I love your stuff, but can you tell us dear readers what phone you are using to take pix? I have a handset that takes crap images and would love to take better images like yours in your blog. Thank you!


That's a Nokia 6230i. Very basic and useful. I hesitate to recommend it, as the last time I mentioned it I found myself deluged with "why did you buy that?" messages, like,

why on earth did you get that nokia phone when you could have the Treo 700 Verizon PDA phone? Dude! Where is your head at? Sorry Neil, I really respect you, but do you know an inkling about technology these days? Nokia is so way behind the wire...... I run my entire life on the internet (sad as that sounds, it really isn't) and by FAR the verizon TREO 700 PDA phone is the best thing I have come across - having done business across borders with it. I really hope you take the recommendation seriously, I don't usually recommend electronics ect. of any sort.

To which I'm never sure what to say. It's a tri-band phone, so I can put in a UK SIM card when I'm here for a bit. It fits in my pocket. It makes phone calls and accepts text messages. It has a memory card with too many photos, some Magnetic Fields songs as ring tones, and a couple of Jack Benny episodes. It talks to my car and my computer and it takes decent pictures. I'm not asking it to do anything else. I'm sure it's as good as some other phones, not as good as others, and not as cutting edge technologically as some, but that's always going to be the case. It's hard to watch TV on it, but I don't really want to watch TV on my phone, so having proudly put an episode of Bilko and Tony Hancock's The Blood Donor on it and established that it would play them, I then deleted them. I was given a Blackberry a couple of months ago and I took it happily out of the box, then I stared at it, realised that I really liked not having the kind of job where I had to be able to get to my email wherever I am and wherever I am, and put it back in the box. (As long as my family, and my assistant can find me, I'm good, and they have my phone number.)

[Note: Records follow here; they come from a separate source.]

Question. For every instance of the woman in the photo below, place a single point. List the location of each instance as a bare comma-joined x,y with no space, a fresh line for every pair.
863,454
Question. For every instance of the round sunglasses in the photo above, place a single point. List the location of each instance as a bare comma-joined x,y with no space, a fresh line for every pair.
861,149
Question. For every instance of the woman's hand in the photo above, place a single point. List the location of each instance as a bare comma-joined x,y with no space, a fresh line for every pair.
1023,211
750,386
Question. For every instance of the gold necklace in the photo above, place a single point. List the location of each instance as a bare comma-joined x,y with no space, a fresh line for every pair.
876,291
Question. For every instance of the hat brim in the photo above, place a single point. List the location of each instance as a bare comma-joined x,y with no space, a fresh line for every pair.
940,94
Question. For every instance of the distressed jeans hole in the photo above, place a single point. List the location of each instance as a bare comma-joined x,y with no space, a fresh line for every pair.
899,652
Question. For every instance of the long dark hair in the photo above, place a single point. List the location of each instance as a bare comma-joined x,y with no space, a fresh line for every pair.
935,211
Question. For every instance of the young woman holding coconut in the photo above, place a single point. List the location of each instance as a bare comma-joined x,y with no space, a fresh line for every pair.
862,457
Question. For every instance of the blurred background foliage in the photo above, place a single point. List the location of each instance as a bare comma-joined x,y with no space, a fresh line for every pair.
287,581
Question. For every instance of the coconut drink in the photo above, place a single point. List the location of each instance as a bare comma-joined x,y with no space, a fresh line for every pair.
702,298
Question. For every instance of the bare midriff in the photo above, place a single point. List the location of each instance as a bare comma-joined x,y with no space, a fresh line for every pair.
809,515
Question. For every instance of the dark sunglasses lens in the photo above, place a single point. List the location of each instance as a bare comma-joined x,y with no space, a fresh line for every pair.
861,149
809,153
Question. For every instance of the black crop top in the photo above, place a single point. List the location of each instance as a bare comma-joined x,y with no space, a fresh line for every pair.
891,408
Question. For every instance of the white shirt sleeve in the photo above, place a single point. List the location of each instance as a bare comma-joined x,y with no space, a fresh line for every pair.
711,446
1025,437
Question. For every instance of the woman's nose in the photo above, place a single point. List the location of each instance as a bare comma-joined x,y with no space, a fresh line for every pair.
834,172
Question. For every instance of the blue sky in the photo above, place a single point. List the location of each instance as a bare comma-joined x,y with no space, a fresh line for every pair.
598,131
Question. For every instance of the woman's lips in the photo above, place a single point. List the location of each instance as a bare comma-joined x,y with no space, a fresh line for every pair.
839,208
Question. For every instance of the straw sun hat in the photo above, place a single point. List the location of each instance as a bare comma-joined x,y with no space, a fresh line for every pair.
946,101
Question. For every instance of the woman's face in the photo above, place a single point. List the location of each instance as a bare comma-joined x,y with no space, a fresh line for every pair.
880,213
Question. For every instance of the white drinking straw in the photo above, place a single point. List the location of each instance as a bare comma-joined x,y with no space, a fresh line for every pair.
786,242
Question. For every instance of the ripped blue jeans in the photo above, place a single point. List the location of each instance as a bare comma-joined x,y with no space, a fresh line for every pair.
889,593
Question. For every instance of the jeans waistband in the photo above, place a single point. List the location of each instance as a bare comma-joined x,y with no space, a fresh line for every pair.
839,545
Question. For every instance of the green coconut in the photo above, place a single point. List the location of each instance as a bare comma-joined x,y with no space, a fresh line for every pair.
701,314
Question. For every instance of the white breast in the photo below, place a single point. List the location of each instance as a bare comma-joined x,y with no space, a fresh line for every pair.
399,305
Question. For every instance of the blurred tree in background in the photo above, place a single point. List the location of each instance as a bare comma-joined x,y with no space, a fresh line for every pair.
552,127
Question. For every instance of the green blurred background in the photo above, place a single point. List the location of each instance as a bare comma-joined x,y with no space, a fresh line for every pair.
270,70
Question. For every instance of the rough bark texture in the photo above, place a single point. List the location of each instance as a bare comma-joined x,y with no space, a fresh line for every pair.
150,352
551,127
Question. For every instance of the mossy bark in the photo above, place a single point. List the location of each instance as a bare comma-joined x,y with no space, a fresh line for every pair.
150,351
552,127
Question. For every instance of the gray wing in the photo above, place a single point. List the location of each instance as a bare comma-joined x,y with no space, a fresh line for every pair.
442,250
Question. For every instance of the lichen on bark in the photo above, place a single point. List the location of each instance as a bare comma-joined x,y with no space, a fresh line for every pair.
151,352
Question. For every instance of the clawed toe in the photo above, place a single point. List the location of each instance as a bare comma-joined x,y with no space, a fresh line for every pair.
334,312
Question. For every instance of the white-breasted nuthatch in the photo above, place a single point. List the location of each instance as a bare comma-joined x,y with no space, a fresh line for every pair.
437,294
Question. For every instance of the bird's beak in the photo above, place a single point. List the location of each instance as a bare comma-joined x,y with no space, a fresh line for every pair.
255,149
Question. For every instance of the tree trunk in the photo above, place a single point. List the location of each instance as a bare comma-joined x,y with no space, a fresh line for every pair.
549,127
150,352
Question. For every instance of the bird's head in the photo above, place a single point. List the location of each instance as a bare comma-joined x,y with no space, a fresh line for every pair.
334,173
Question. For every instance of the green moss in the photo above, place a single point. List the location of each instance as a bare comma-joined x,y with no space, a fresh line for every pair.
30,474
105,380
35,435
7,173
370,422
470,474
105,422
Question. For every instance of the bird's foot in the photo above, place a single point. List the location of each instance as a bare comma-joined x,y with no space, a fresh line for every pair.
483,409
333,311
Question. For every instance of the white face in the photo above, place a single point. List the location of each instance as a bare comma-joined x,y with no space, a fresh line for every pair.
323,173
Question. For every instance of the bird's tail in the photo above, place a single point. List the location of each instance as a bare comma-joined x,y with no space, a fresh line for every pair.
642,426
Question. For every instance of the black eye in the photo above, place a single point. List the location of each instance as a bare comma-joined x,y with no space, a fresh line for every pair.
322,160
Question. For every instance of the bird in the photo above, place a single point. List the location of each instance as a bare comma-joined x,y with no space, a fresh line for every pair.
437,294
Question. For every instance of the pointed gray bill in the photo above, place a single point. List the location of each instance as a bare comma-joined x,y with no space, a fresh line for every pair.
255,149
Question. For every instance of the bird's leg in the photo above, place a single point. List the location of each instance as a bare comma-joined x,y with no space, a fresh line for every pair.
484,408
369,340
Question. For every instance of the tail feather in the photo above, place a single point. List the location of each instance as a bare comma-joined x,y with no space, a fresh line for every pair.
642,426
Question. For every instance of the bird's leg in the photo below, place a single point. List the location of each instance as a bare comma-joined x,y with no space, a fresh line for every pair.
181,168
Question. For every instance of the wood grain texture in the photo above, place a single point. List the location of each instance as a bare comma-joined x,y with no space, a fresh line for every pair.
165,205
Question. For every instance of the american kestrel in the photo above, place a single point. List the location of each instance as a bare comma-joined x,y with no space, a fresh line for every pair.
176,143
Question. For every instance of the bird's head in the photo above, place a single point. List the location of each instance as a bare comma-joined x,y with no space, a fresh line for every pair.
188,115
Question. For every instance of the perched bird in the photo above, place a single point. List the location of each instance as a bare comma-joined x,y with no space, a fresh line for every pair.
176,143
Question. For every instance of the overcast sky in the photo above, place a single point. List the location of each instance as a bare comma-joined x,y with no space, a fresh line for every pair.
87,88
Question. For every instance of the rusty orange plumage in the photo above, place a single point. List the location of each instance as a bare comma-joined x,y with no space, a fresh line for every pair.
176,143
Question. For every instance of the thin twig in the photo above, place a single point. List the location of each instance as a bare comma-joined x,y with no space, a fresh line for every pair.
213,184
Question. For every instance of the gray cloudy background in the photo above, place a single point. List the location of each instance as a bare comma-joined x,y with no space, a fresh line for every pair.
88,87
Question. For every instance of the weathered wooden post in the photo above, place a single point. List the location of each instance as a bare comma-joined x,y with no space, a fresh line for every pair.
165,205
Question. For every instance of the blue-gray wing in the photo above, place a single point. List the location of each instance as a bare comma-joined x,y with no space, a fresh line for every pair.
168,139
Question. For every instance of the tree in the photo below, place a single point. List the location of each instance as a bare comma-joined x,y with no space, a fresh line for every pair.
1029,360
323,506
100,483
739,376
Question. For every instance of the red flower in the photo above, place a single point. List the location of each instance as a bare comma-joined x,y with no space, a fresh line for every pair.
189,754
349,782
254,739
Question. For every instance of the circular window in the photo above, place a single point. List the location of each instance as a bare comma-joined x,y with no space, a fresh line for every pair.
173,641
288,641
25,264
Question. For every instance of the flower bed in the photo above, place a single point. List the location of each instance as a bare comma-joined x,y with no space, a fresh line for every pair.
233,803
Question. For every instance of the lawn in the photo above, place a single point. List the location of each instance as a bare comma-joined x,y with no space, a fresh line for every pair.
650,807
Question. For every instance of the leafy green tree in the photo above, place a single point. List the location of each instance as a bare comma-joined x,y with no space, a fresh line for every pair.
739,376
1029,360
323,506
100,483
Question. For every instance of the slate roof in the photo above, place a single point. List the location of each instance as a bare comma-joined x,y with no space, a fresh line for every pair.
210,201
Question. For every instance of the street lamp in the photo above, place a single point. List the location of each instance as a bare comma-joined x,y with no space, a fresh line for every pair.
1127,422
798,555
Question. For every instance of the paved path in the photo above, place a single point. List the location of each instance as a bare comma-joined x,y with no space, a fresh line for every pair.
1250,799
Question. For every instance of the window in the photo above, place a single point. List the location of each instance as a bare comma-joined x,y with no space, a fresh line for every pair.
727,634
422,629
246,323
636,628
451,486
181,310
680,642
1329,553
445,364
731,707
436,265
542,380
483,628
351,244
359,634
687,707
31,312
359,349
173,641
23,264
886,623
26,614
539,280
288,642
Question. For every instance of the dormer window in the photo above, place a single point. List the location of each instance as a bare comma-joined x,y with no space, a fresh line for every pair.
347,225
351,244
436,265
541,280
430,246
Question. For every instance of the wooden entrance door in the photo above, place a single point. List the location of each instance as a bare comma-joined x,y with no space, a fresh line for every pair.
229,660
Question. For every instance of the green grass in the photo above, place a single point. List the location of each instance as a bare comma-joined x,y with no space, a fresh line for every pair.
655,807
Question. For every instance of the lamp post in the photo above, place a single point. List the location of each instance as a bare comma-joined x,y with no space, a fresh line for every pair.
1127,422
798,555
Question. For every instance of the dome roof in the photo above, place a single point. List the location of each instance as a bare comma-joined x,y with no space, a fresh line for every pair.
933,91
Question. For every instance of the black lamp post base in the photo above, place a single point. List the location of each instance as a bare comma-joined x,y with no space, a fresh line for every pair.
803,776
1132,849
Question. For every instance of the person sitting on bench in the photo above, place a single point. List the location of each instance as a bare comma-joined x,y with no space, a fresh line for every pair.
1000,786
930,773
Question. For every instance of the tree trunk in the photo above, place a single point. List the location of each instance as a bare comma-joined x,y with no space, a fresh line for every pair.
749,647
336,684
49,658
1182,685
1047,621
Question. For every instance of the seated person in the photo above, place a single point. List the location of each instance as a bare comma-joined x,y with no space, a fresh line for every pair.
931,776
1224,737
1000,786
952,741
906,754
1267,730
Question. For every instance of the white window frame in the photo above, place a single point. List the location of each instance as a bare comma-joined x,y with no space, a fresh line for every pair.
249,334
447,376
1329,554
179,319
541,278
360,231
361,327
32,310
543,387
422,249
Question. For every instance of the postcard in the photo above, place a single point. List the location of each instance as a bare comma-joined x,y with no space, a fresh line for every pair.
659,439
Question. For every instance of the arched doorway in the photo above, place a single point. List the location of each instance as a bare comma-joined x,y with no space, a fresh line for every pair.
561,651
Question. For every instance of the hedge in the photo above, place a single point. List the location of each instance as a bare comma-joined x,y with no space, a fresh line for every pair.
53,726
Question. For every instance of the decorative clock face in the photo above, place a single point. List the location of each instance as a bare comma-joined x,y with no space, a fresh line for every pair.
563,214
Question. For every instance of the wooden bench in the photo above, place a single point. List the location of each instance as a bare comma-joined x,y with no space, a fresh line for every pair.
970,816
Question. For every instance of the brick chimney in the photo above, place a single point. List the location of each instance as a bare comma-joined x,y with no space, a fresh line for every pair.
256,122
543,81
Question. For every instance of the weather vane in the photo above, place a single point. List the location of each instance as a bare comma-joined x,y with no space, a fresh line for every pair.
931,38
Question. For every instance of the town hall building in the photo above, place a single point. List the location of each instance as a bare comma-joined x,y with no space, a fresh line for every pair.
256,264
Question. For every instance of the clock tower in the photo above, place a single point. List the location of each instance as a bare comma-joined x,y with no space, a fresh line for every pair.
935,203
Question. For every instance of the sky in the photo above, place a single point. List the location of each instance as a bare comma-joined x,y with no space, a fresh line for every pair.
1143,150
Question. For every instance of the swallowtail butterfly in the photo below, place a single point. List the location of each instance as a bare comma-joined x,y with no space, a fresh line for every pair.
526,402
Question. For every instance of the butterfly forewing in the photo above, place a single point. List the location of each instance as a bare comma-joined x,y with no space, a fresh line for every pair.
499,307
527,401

I am going to apologize for the absolute stupidity of this question in advance. While others are here to ask you about your writing (which I do enjoy), I'm here to ask you about your Slingbox, of all things.

See, I work at Best Buy, where we have about 40 of the damn things in stock, but no one can sell it, since we can't get straight answers on how well it works. And, since most of us are poor, we are in no position to buy it and try it ourselves.

It doesn't help that the rep that Slingmedia sent to the store had all the charm of a paper bag, with product knowledge to match.

So, really, my question is just "How do you like it," "What's the delay in it's control of the TiVo, cable box, etc.," and "How's the quality?"

Thank you for your time.

-eD! Thomas


I like it. I watched the first ten minutes of The Daily Show on my home Tivo, last night from my hotel room before I went to sleep. The delay is there but minimal -- a couple of seconds, no more. Quality varies a bit depending on internet connection, but so far I've been really impressed. It was easy to set up and it's nice to know it's there. Also, it astonishes people when you show it off, which is sort of fun.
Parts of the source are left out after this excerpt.